Monday, June 15, 2009

The end of Koinos

Saturday marked the end of our Koinos 101 course. Those of us who persevered were handed our Certificates in Christian Foundations. It was fun while it lasted, this once-a-month encounter with theologians giving the ‘amateurs’ some perspective on theological thoughts. Each now bears the weight of knowledge back into the existential challenges of our congregations, wondering how we can use what we learned. I leave with my wallet a little bit lighter. It was difficult to restrain Stella from buying the pile of books, which were hard to come by in ordinary circumstances - scholarly books being what they are sometimes find the indignity of being ignored in your café-latte ambience of your Chapters and Barnes and Noble. While I am still catching up with the reading and lament my wife’s exhuberant purchases, I could not disagree with her: they are great treasures. I took the added burden of paying a bit more to earn credits towards a Masters degree. This required me to submit five book reports, do 750 pages of readings, and a final integrative essay in addition to attending the seminars. My final essay entitled Perichoretic Phronēsis: The Role of Theology in Church Life ended up at 38 pages with 2 pages of bibliography. “It might seem presumptuous of me to title my essay with the words, Perichoretic Phronēsis, as if I fully knew what the words meant. I am using the words in the humility of someone who has the joy of learning at the feet of trained theologians, and in their simplest meaning,” I began. Taken together, perichoretic phronēsis means the abiding reciprocal practical wisdom of theology in the service of the church. If there is one single lesson I took out of this course, it is this idea from Jonathan Wilson, “To address the church’s failure to critically examine its own faithfulness, theology is a prophetic call to return to the foundations of ministry in the biblical narrative and historic witness of the church.
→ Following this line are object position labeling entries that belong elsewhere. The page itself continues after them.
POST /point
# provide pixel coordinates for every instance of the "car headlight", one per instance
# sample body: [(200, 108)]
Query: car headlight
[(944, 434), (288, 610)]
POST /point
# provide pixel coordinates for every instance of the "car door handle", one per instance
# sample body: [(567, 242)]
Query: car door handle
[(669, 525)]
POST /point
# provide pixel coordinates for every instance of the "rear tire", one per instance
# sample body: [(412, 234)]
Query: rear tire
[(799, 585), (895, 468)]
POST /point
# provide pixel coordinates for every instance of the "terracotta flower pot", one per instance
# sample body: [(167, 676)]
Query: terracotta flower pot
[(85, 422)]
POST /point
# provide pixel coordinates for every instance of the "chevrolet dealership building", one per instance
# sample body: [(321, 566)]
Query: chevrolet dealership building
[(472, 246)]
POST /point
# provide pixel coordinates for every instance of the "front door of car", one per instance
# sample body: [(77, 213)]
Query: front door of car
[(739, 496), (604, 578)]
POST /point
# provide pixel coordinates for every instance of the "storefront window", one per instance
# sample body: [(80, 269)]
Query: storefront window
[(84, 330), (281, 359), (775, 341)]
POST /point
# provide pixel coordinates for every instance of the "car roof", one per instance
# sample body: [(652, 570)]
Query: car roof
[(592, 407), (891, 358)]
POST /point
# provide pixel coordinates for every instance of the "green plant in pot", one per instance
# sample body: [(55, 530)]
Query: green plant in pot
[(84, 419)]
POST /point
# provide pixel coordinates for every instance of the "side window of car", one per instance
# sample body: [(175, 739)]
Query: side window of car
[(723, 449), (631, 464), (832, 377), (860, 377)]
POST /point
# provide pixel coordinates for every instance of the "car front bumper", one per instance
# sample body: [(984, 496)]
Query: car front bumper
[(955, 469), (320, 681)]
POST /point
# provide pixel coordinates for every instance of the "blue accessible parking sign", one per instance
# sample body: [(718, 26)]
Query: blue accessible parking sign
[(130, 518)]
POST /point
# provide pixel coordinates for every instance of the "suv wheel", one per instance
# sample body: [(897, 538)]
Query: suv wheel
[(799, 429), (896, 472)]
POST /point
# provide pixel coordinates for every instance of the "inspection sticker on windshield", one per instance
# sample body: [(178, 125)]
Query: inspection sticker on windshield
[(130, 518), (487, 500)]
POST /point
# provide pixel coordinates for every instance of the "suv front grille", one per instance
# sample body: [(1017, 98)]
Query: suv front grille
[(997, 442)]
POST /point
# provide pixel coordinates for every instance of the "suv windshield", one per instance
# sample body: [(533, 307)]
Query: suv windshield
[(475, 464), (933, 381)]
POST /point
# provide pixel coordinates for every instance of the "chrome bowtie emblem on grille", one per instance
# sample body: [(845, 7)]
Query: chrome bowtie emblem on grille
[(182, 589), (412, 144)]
It seems we who are the church do not have a clear sense of what it is that we are to do as the church or why we do those things as the church.”
The course ended with a seminar with Miriam Adeney, Regent College Professor of Anthropology and Missions who gave us some perspectives on World Christianity. Her Theology of Culture speaks to my need to understand that not all aspects of culture are wicked, that the idea of imago deo exists in the goodness and wisdom of all culture, but we must also oppose the idolatry and exploitation of cultures.